Well, it is that time of the year when governments are presenting their budgets for approval.
The presentation of our national budget known officially as the Supply Bill 2021 on November 6 has been much awaited for two main reasons.
Firstly, it is of course due to the contents, that reveal the beneficiaries and impliedly those left out, be they states, departments, organisations or communities.
Secondly, many are wondering whether the budget will be approved by the MPs. If not, will the matter lead to either the dissolution of parliament (and therefore an election) or a new government, if not approved by the majority of MPs?
Anyway, on the face of it, the budget looks good, as do most national budgets at first glance. In most cases, the devil or reality is always in the details.
Since the budget proposal was announced there has been much commentary, ranging from it is “great” to it is “unfair and lopsided”.
So, which is it? This obviously depends on whether one is a beneficiary or not.
From my perspective, I would just want to highlight a few items here.
One would be that it is good to see that the community rehabilitation organisations or PDK staff have finally been allocated an increase in their allowance after 12 years. An increase of RM300 has been proposed, from RM800 to RM1,200 per month.
Being a past chairman of a PDK in Miri, rest assured this is a long-awaited, well-deserved allocation and most welcomed by the staff who teach and work with children with special needs.
Another welcome proposal from my perspective in the budget is related to the United Nations 17 Sustainable Development Goals 2030 (SDGs) that were adopted by our government in 2015.
The RM20 million funds for a newly set up Malaysia-SDG Trust Fund or MySDG Trust Fund will go a long way towards increasing awareness and achieving the SDG 2030 goals for our nation via collaboration with the United Nations.
Additional allocations are also mentioned for environmental conservation activities and preservation of our natural resources.
These environmental allocations might not stir or exactly warm your cockles, but they are important to have a sustainable green environment.

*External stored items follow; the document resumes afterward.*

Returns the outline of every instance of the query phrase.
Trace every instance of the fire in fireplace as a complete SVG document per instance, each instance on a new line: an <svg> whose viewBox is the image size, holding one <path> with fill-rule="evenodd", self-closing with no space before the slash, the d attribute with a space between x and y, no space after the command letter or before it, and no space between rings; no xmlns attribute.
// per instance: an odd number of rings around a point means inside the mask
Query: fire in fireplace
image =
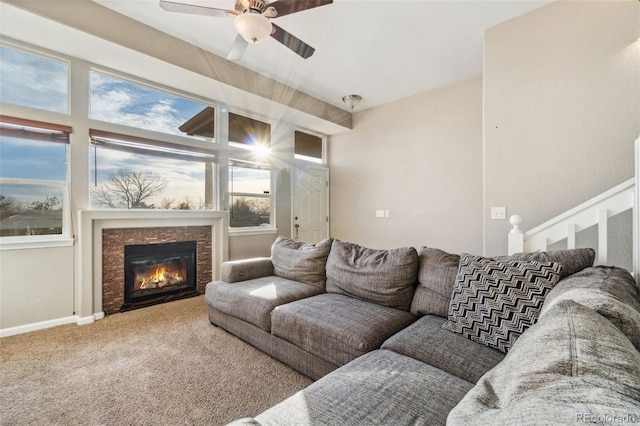
<svg viewBox="0 0 640 426"><path fill-rule="evenodd" d="M196 241L125 246L121 310L197 295L196 249Z"/></svg>

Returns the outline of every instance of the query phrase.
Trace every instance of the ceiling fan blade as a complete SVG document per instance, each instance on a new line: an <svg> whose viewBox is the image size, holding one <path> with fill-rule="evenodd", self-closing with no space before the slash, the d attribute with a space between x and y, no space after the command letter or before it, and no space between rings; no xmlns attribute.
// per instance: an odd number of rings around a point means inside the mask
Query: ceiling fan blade
<svg viewBox="0 0 640 426"><path fill-rule="evenodd" d="M236 36L236 39L233 41L231 45L231 49L229 49L229 54L227 55L227 59L230 61L238 61L244 55L244 51L247 50L247 46L249 43L240 35Z"/></svg>
<svg viewBox="0 0 640 426"><path fill-rule="evenodd" d="M273 32L271 33L271 37L278 40L280 43L287 46L289 49L293 50L298 55L302 56L304 59L309 58L313 55L313 52L316 51L313 47L309 46L304 41L300 40L298 37L286 32L279 26L274 23L271 23L273 26Z"/></svg>
<svg viewBox="0 0 640 426"><path fill-rule="evenodd" d="M213 16L216 18L224 18L228 15L237 15L237 13L233 10L196 6L194 4L176 3L174 1L167 0L160 0L160 7L167 12L189 13L191 15Z"/></svg>
<svg viewBox="0 0 640 426"><path fill-rule="evenodd" d="M269 3L269 7L275 7L278 16L285 16L331 3L333 0L276 0Z"/></svg>

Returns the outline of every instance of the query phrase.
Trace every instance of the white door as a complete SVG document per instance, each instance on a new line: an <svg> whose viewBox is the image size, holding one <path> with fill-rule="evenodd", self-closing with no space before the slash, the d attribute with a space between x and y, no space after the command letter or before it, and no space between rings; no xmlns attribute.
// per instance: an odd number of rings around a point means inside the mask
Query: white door
<svg viewBox="0 0 640 426"><path fill-rule="evenodd" d="M329 170L294 168L292 237L317 243L329 236Z"/></svg>

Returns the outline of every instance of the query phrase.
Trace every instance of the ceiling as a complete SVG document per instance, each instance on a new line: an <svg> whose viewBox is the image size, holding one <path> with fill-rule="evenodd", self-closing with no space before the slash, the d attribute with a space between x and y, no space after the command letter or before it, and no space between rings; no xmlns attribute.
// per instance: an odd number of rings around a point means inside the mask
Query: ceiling
<svg viewBox="0 0 640 426"><path fill-rule="evenodd" d="M236 36L232 18L171 13L158 0L93 0L118 13L226 57ZM176 0L177 1L177 0ZM233 9L234 0L184 0ZM371 108L482 73L483 33L549 0L334 0L274 18L316 48L302 59L268 38L250 45L238 64L348 109Z"/></svg>

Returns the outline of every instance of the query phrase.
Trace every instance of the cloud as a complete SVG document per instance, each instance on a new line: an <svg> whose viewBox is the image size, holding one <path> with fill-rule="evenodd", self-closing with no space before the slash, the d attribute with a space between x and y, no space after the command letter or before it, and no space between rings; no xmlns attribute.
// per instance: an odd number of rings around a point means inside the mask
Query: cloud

Next without going into the financial details of proposals for support of education and businesses, there has been much discourse about its inequitable distribution.
On this aspect, I would just like to say that it is about time we started gradual phasing out schemes that promote educational and business apartheid.
Positive affirmative action schemes based on race must have time limits. They should not be open-ended, otherwise, they could be deemed as failures for not achieving their objectives over so many decades.
Such allocations should be made purely based on either merit and or on a needs basis such as B40 or M40 grouping, not racial.
Only then can we have a truly equal nation where all needing support gets it based on the same applicable criteria.
Moving on, yesterday Chief Minister Datuk Patinggi Abang Johari Tun Openg tabled the 2021 Sarawak Budget.
Themed, “Reinvigorating the Economy towards a Resilient, Caring and Inclusive Society” the initial reactions have been positive and well received by many segments of society.
He presented a budget that is inclusive and in line with the plans for Sarawak to be a high-income economy by 2030.
More importantly, this budget caters for the immediate needs of the people here. Several necessary and effective people-centric aid schemes have been extended to mitigate the effects of the Covid19 pandemic.
All segments have been comprehensively covered. Shortfalls in the federal budget have been filled up with its own development funds.
The federal budget on the other hand is themed “Resilient As One, Together We Triumph”. It is a good theme for a unity budget. I agree we have all been “Resilient as One”.
However, can we really triumph as one or together when inequities exist in the federal budget allocation.
By the way, the column is titled “Bulga horribilis?” in Latin, meaning horrible budget? Well, it is for you to judge the federal budget — if it is passed by parliament.
The views expressed are those of the author and do not necessarily reflect the official policy or position of the New Sarawak Tribune.